İZMİR - Gaziemir'de resim atölyesinde eğitim alan kadınlar, toplumsal olayları ve hayatlarını resmediyor. Çizimin ruhlarını dinlendirdiğini belirten kadınlar, içlerindeki renkliliği tuvallerine yansıttıklarını söyledi.
İzmir’deki Gaziemir Belediyesi’nin desteğiyle kadınların açtığı resim atölyesinde çoğunluğu 200’den fazla kadın resim eğitimi alıyor. Ücretsiz olarak aldıkları eğitimle; kadın, çocuk ve doğa temalarını tuvallerine yansıtan kadınlar, toplumsal olayları resmediyor. Kurs eğitmenlerinden Hatice Yazıcı, kursiyerlere öğretirken ilk resim çizdiği günün heyecanını yaşadığını söylüyor.

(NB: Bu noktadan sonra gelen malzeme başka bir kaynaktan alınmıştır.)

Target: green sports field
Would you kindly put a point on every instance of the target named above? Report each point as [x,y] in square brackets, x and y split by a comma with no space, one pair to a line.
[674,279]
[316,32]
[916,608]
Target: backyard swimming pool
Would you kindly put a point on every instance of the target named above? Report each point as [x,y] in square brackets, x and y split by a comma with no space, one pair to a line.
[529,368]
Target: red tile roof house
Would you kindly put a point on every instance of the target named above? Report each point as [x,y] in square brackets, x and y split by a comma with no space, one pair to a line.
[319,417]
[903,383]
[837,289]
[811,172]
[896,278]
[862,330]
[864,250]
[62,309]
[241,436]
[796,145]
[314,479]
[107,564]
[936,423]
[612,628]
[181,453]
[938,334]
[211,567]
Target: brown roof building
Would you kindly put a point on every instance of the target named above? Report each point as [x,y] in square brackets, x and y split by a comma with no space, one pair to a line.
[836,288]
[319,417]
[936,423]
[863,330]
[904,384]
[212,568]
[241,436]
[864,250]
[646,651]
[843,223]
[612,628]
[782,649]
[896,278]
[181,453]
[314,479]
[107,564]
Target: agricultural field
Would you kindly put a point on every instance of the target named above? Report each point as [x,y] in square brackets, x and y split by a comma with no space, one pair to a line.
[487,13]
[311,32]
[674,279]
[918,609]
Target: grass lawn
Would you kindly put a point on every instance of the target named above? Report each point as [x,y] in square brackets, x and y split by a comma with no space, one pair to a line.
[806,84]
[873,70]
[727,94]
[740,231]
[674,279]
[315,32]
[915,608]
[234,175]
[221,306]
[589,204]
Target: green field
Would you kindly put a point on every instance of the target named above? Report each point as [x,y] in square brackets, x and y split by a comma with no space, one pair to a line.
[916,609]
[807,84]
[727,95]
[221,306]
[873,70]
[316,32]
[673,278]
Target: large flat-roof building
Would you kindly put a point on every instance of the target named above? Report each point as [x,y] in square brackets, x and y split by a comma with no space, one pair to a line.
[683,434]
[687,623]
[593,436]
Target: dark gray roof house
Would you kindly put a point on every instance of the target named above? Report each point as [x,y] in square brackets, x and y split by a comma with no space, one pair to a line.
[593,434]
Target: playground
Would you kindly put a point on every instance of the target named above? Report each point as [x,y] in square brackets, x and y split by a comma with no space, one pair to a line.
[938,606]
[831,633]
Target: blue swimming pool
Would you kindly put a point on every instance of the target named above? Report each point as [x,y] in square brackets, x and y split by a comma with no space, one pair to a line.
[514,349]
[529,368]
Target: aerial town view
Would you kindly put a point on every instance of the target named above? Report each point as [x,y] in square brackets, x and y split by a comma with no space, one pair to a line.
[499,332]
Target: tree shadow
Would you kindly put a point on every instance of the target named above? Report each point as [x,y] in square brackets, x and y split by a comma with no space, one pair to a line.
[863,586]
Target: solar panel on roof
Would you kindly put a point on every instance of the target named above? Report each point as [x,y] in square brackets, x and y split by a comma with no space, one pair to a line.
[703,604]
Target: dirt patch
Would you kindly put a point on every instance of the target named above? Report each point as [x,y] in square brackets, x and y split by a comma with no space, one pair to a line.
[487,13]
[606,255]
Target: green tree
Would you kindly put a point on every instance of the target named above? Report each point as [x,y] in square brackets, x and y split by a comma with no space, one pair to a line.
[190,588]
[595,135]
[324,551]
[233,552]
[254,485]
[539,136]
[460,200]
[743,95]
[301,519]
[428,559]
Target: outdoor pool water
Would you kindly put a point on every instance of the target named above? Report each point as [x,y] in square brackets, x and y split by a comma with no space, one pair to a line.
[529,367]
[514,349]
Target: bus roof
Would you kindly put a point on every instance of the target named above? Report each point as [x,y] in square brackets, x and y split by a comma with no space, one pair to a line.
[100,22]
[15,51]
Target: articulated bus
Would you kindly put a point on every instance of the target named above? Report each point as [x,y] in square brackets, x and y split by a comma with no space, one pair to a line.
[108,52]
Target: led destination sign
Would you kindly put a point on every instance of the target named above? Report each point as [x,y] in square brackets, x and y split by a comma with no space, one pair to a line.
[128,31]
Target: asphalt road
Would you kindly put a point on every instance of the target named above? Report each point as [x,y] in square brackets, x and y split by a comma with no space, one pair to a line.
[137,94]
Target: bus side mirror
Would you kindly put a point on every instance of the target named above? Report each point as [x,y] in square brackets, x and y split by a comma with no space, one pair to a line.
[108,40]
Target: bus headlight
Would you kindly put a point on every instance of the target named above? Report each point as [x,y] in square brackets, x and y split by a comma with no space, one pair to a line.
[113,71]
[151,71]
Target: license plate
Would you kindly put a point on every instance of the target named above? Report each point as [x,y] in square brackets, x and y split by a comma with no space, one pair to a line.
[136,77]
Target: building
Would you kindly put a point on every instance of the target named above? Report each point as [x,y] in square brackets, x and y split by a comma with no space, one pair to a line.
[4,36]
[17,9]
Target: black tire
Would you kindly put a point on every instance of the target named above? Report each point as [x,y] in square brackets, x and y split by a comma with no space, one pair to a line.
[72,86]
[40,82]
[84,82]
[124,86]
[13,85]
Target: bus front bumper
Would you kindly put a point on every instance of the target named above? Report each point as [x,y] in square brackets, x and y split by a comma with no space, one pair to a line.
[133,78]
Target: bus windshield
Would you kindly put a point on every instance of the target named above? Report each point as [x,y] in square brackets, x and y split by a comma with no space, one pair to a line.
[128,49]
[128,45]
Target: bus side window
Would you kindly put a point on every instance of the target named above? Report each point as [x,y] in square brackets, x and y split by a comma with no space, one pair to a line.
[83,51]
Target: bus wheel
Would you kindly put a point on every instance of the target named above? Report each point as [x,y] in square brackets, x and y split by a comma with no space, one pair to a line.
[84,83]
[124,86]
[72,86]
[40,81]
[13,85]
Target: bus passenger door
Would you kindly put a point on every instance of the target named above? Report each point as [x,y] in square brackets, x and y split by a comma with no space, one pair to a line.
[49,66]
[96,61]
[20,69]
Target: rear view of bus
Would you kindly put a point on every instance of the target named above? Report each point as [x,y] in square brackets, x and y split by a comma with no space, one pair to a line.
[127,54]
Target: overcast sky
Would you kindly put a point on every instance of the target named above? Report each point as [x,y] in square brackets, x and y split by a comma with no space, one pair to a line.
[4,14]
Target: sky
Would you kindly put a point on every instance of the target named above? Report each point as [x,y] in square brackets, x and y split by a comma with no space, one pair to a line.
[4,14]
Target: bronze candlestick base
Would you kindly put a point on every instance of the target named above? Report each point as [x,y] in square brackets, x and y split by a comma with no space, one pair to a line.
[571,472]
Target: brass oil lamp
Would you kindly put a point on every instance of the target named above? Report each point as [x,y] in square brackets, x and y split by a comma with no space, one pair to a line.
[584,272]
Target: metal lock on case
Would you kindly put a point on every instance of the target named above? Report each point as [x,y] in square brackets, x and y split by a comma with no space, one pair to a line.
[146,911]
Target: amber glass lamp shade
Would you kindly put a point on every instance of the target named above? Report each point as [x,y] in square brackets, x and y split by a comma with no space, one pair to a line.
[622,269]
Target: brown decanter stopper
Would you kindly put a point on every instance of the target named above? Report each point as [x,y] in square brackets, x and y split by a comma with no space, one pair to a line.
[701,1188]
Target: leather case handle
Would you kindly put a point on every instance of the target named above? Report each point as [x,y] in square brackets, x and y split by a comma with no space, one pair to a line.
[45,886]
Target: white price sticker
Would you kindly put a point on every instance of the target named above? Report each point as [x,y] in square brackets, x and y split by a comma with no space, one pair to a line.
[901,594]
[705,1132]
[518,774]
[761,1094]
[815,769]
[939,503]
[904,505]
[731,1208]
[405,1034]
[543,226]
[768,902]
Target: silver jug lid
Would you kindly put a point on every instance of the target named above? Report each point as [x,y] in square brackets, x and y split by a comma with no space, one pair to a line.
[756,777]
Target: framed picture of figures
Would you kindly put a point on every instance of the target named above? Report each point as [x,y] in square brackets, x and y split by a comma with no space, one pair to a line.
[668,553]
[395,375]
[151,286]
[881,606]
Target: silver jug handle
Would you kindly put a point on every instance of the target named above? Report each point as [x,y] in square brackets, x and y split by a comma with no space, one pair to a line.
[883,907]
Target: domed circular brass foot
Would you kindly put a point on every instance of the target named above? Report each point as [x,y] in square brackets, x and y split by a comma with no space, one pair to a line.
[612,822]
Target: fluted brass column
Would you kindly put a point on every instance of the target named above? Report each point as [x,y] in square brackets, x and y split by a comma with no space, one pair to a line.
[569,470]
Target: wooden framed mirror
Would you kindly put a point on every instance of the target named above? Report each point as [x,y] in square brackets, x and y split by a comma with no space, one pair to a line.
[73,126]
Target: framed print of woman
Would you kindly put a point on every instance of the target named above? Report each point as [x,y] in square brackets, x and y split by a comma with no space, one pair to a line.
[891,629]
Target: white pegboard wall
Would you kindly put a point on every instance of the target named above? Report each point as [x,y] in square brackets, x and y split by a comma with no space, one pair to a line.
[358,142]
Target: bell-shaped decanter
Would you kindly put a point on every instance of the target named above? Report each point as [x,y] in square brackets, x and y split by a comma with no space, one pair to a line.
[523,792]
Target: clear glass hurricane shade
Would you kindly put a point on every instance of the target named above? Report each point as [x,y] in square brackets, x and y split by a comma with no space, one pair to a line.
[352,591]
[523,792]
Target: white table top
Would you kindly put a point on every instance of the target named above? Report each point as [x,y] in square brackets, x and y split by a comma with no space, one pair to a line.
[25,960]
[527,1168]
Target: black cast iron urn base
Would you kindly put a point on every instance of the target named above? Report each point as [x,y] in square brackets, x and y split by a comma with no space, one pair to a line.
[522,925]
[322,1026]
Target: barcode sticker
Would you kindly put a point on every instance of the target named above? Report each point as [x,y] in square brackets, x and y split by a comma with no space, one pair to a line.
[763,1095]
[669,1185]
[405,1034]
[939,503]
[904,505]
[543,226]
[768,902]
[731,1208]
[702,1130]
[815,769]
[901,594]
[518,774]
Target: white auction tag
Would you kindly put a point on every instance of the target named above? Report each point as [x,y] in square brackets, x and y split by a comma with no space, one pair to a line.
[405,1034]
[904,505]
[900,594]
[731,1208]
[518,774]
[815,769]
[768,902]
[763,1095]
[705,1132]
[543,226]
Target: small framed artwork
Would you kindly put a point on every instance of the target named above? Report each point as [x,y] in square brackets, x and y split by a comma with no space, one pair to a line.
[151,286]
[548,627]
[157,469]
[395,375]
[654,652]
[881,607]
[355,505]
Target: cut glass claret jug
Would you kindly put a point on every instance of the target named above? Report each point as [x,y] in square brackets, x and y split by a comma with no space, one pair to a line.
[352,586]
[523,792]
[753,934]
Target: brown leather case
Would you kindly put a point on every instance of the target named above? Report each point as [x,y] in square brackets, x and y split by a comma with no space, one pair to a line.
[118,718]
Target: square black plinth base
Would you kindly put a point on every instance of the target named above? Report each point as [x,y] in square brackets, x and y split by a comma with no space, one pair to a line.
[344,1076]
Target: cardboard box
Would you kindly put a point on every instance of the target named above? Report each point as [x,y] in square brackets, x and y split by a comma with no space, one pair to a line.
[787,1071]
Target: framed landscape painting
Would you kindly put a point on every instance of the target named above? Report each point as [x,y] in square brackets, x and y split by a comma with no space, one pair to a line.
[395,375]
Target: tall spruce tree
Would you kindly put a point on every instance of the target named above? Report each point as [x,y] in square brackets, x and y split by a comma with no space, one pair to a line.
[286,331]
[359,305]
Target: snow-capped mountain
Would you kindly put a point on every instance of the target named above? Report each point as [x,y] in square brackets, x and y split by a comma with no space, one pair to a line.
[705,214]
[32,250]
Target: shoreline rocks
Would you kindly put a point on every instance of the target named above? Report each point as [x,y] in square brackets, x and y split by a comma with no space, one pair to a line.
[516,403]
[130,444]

‘KADIN FİGÜRLERİ ÇİZİYORUZ’
Kursiyerlerin, işin sırrını çözdükten sonra ruhsal durumlarına göre kendi belirledikleri temalara yöneldiklerini dile getiren Yazıcı, “Resimlerimizde genellikle kadın figürleri çiziyoruz. Resme renk katan bir yerde duruyor kadın figürleri. İlk fırça ve kalem darbesini tuvale vurduğunuz zaman o heyecan anlatılmıyor. O yüzden daha fazla kişiye ulaşmak ve her ulaşılan kişide aynı heyecanı yaşamak önemli” dedi.
‘RENKLERİN DÜNYASINA GİRDİM’
Daha önce resim yapmayı bilmeyen kursiyer Mürüvvet Köker (65), kursa gelmesiyle birlikte 40’a yakın tablo çizmeyi başarmış. İnsanın her halini resimlerinde yansıtmaya çalıştığını belirten Köker, “Tuvale geçmeden karakalem çalışmasıyla başladım resim çizmeye. Daha sonra çizimle ilgili çok çalışmalarımız oldu. İlk resmimi yaparken renklerin dünyasının içine girdim” dedi. Resim yaparken dünyadan uzaklaştığını belirten Köker, çizimin kadının ruhunu dinlendirdiğini söyledi. Kendi yaşamlarını, mutluluklarını ya da üzüntülerini tablolara aktardıklarını belirten Köker, herkesin eline bir gün bir fırça alması ve resim çizmenin yarattığı hissi yaşaması gerektiğini tavsiye etti.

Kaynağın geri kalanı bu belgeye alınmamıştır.